The best way I communicate with coaches, new and old, are face-to-face meetings. This gives the coaches a good idea of the person and groundskeeper I am, as well as my intentions of maintaining the surface to a high standard. It always helps to have a good rapport with each coach.

Fluor Field at the West End, Greenville, SC: Professional Baseball Field of the Year

Level of Submission: Professional

Category of Submission: Baseball

Head Sports Turf Manager: Greg Burgess

Title: Head Groundskeeper

Education: Bachelor’s Degree in Turfgrass Management

Experience: Four seasons in Triple A Charlotte; 3 years grounds crew for Clemson Univserity; student field manager for Clemson baseball/football. Interned for Greenville Drive in their inaugural season (2006) and have been head groundskeeper 2008-present.

Full-time staff: Greg Burgess & Ross Groenevelt

Other crew to recognize: Chris Rinebold, Christopher Grove, Kevin Donahoo, Barry and Josh Cole, Matthew Yochum, and Kyle Carter

Original construction: 2006

Renovation: 2012.

Reason for renovation: To remove the accumulated organic layer that was slowing down drainage and contributing to winterkill in our shaded areas. Large areas of this 22,000 sq. ft. have been sodded in the past years resulting in layering issues in several spots giving a weak root zone. Also, it gave this area a uniform Tifway 419 surface opposed to the preexisting surface mixed with 419, Princess 77, and Riviera bermudagrass.

What was done: We excavated the top 4″ out of the infield and foul territory grass (approx.  22,000 sq. ft.) down to clean USGA spec sand. 300 tons of organic material removed and 300 tons of100% USGA spec sand brought back in to the void. Laser-graded everything in fair territory flat and graded foul territory to its existing clay-warning track edges to give approx. 1-1.5% fall. Sodded everything with Tifway 419 in solid big rolls. Turf blanketed for first 12 days to help promote root growth. Re-established all clay and warning track edges. Replaced leaky, poor functioning irrigation heads with new heads. With obtaining turf blankets for the sod establish, they give us the tool to use them whenever we want to help combat bermuda winterkill and promote overseed establishment.   
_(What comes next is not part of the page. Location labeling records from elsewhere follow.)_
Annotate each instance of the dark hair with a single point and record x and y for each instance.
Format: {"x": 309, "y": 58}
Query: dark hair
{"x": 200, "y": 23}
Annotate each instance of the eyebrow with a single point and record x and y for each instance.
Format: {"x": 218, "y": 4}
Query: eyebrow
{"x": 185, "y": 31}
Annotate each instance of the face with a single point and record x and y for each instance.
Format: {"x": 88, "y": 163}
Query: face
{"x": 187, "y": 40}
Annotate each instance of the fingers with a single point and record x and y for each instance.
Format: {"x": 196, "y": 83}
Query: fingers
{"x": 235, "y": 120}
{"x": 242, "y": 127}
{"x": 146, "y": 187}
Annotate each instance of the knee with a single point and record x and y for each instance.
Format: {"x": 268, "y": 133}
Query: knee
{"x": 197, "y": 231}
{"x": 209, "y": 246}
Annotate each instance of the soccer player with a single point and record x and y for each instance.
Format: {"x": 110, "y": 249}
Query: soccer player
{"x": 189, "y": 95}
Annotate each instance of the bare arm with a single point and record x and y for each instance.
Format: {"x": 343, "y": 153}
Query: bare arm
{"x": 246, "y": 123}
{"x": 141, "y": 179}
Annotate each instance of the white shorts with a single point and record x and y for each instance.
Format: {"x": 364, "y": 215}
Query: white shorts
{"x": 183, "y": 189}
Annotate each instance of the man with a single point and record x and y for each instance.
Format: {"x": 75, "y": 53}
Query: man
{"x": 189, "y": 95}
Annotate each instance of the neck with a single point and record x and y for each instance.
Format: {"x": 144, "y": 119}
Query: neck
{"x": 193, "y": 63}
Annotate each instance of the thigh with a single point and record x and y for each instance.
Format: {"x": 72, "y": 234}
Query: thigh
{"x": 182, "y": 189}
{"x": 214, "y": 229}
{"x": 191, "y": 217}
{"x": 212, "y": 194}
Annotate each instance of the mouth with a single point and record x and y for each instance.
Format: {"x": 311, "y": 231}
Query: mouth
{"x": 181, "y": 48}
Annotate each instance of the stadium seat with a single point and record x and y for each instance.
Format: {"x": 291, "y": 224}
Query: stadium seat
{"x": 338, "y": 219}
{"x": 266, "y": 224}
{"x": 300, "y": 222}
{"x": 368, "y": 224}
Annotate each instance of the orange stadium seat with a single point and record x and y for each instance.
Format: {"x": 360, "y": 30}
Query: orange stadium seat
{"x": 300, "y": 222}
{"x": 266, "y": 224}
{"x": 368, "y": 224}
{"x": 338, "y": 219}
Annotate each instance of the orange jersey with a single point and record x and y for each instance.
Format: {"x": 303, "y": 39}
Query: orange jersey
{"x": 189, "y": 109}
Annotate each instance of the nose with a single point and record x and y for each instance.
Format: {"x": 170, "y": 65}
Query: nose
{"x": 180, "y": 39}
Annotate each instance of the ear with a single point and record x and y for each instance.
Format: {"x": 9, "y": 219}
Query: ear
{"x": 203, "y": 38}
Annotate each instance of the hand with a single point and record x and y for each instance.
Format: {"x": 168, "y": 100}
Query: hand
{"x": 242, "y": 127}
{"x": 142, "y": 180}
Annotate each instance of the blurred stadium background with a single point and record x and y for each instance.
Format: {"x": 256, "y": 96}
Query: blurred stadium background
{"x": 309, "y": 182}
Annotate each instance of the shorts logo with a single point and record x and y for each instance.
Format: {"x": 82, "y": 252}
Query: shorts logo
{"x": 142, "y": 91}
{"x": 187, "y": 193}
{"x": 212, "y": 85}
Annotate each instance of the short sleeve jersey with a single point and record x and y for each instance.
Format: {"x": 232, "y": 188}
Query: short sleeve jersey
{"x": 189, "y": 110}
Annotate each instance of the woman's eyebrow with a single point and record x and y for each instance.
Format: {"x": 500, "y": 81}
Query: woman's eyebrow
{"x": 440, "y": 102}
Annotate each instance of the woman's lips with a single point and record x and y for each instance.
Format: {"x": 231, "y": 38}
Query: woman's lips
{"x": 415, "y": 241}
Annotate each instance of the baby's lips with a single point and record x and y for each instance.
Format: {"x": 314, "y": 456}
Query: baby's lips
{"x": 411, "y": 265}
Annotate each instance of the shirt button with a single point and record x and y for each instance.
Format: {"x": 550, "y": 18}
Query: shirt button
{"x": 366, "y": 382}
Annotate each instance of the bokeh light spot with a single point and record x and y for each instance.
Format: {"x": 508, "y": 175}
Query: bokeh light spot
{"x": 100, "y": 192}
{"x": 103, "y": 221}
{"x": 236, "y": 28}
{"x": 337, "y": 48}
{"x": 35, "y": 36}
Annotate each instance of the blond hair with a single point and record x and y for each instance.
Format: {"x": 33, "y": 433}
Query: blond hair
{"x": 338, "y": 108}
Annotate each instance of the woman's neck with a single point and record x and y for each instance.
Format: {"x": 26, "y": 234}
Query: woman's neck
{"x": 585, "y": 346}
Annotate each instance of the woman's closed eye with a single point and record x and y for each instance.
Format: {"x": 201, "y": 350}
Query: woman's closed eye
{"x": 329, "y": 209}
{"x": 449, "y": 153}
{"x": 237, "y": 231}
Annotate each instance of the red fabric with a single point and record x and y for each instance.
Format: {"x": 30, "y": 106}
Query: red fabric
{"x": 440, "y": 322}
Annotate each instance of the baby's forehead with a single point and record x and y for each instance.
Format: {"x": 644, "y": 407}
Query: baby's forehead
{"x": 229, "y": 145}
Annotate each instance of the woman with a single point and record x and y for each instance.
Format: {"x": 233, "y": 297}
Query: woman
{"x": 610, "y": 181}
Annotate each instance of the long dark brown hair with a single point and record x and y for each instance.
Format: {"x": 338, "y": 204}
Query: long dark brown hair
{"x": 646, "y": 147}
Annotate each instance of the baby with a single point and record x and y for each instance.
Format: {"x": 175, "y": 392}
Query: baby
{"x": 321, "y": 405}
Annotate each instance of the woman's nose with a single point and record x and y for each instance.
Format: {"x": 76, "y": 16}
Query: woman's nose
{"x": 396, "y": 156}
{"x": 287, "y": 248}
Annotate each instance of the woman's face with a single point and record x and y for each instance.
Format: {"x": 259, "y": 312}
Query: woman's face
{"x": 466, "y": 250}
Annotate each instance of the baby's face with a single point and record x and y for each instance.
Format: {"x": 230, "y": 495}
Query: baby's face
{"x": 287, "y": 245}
Turfgrass variety: Predominantly Tifway 419 bermudagrass, with seeded variety bermudagrasses Riviera and Princess 77 in the outfield. Infield and foul territory is all Tifway 419

Rootzone compostion: 100% USGA sand

Overseeding: October 3, 2011 overseeded the field in five directions at 8lbs/1000 sq. ft. with a 3-way perennial ryegrass blend (Majesty, Citation Fore, Quicksilver, Charger II). This year, we seeded Oct. 5 in four directions at 6 lbs/1000 sq.ft. (Grand Slam 2, Home Run, Flash II). All seed was topdressed and dragged in thoroughly. Seed began to germinate 5 days later.  Drainage: Roger Bossard patented drainage system. 10-inch 100% USGA spec sand with 15 foot drain lines feeding into a main line bordering the warning track.


The theme of this year was rain. We wound up with 347,400 fans, due to a season high rainouts of three this year. We also set a new, year long record for tarp pulls with 72, a lot of which were dry pulls. The first half of the season, huge storms dropping inches of rain would get within .25 miles away but not ever reach the field, so the tarp was on a lot. The second half of the season these storms would form very close to the field and rain .5+ inches, but .25 mile away from the field stayed dry, so the tarp was on a lot. We had to reschedule events or put them on the concourse because we would get .75-1.5 inches of rain the morning of the event, when only a 10-20% chance of rain was forecasted. Many overnight tarpings were precautionary more than anything. It is a lot easier and cost effective to take off a dry tarp in the morning than to dry out the infield.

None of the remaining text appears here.